Step 2: Plotting the Pie Chart
Now that we have our data ready, we can use Matplotlib to create a pie chart based on the sales in each region.
Example: Plotting the Pie Chart
import pandas as pd
import matplotlib.pyplot as plt
# Creating a DataFrame
data = {'Region': ['North', 'South', 'East', 'West'], 'Sales': [500, 300, 200, 400]}
df = pd.DataFrame(data)
# Plotting the pie chart from the DataFrame
plt.pie(df['Sales'], labels=df['Region'], autopct='%1.1f%%', startangle=90)
# Adding a title
plt.title('Sales Distribution by Region')
# Display the plot
plt.show()
Explanation
- We used the
plt.pie()
function, wheredf['Sales']
is the data used for the pie chart anddf['Region']
provides the labels for each slice. - The
autopct='%1.1f%%'
parameter formats the labels to show the percentage for each slice. startangle=90
rotates the pie chart to start from the top, making it visually appealing.
Step 3: Customizing the Pie Chart
Matplotlib provides several options to customize the appearance of the pie chart. You can adjust the colors, explode specific slices, or change the font size for labels.
Example: Customizing the Pie Chart
import pandas as pd
import matplotlib.pyplot as plt
# Creating a DataFrame
data = {'Region': ['North', 'South', 'East', 'West'], 'Sales': [500, 300, 200, 400]}
df = pd.DataFrame(data)
# Customizing the pie chart
colors = ['#ff9999','#66b3ff','#99ff99','#ffcc99']
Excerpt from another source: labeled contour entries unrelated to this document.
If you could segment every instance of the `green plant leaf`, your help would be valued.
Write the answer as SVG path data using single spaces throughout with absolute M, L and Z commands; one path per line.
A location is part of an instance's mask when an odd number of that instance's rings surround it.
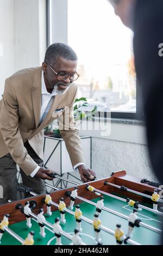
M 91 111 L 92 113 L 93 113 L 94 112 L 96 111 L 97 109 L 97 105 L 95 105 L 94 109 L 93 109 L 93 110 Z
M 87 102 L 87 99 L 86 99 L 86 98 L 82 97 L 82 98 L 80 98 L 80 99 L 76 99 L 75 100 L 75 103 L 76 103 L 76 102 L 80 102 L 80 101 L 82 101 L 82 100 L 84 101 L 84 102 Z

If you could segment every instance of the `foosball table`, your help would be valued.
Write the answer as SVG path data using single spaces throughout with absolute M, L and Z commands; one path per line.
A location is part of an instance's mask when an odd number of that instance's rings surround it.
M 64 189 L 46 183 L 53 189 L 46 194 L 20 187 L 28 197 L 0 205 L 1 245 L 159 244 L 163 200 L 158 188 L 124 170 L 72 182 Z

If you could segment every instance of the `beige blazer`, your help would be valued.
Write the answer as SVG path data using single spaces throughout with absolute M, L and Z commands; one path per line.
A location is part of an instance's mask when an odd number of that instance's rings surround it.
M 65 94 L 55 96 L 49 112 L 39 124 L 41 71 L 41 67 L 23 69 L 7 79 L 0 101 L 0 157 L 9 152 L 27 175 L 34 171 L 37 164 L 28 154 L 23 143 L 28 140 L 36 154 L 43 159 L 43 128 L 57 118 L 59 120 L 60 132 L 72 165 L 85 161 L 73 119 L 76 85 L 72 84 Z M 61 108 L 63 110 L 59 114 L 55 113 L 56 109 Z M 67 123 L 67 116 L 70 124 L 68 128 L 67 124 L 64 126 L 65 120 Z

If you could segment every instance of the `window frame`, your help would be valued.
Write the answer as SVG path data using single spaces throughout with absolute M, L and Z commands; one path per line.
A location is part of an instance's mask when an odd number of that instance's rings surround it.
M 56 22 L 55 22 L 55 11 L 56 9 L 58 10 L 60 9 L 61 5 L 64 6 L 64 8 L 67 8 L 67 11 L 64 14 L 64 17 L 65 20 L 64 21 L 64 26 L 62 27 L 62 33 L 64 34 L 64 37 L 61 37 L 60 35 L 56 37 L 56 31 L 54 30 L 56 28 L 53 28 L 52 17 L 53 17 L 53 23 L 55 24 L 57 28 L 57 24 L 60 22 L 58 21 L 58 19 L 56 19 Z M 68 15 L 67 15 L 67 5 L 68 0 L 46 0 L 46 31 L 47 31 L 47 47 L 48 47 L 52 43 L 61 41 L 67 44 L 68 41 Z M 56 9 L 55 8 L 56 8 Z M 57 29 L 56 29 L 57 30 Z M 55 35 L 55 38 L 54 36 Z M 61 38 L 61 40 L 57 40 L 58 38 Z M 120 119 L 132 119 L 132 120 L 143 120 L 144 116 L 142 108 L 142 100 L 141 100 L 141 93 L 140 86 L 139 85 L 137 79 L 136 79 L 136 112 L 123 112 L 123 111 L 111 111 L 111 118 L 120 118 Z M 105 113 L 107 111 L 105 111 Z M 106 116 L 106 115 L 105 115 Z

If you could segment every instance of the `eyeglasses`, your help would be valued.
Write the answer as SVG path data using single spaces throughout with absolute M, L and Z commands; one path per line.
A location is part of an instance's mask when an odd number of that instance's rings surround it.
M 49 66 L 49 68 L 53 71 L 53 72 L 57 75 L 57 79 L 59 81 L 65 81 L 67 79 L 67 78 L 70 78 L 70 82 L 73 82 L 78 79 L 79 76 L 79 74 L 77 72 L 74 73 L 66 73 L 65 72 L 59 72 L 58 73 L 57 73 L 54 69 L 52 68 L 52 67 L 48 64 L 47 64 Z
plt.pie(df['Sales'], labels=df['Region'], autopct='%1.1f%%', startangle=90, colors=colors, explode=(0.1, 0, 0, 0))
# Adding a title
plt.title('Sales Distribution by Region (Customized)')
# Display the plot
plt.show()
Explanation
- We defined a
colors
list to set custom colors for each slice. - The
explode
parameter pulls the first slice (North) out slightly to make it stand out. - Customizations like these can make your pie chart visually appealing and easier to understand.
Example: Using a DataFrame with Percentage Column
If you already have a percentage column in your DataFrame, you can plot a pie chart directly from that data.
Example
import pandas as pd
import matplotlib.pyplot as plt
# DataFrame with percentage column
data = {'Region': ['North', 'South', 'East', 'West'], 'Sales': [500, 300, 200, 400], 'Percentage': [35, 21, 14, 28]}
df = pd.DataFrame(data)
# Plotting pie chart using percentage column
plt.pie(df['Percentage'], labels=df['Region'], autopct='%1.1f%%', startangle=90)
# Adding title
plt.title('Sales Distribution by Region (With Percentages)')
# Display the plot
plt.show()
Explanation
- In this case, we directly used the
Percentage
column from the DataFrame to plot the pie chart. - Using percentages instead of absolute values might be more appropriate when the data is already normalized.
Summary
In this tutorial, we learned how to:
- Create a pie chart from a Pandas DataFrame using Matplotlib.
- Customize the pie chart with colors, exploding slices, and percentage labels.
- Use percentage columns in the DataFrame directly for plotting.
By using Pandas and Matplotlib together, you can easily visualize categorical data and make your analysis more insightful and effective.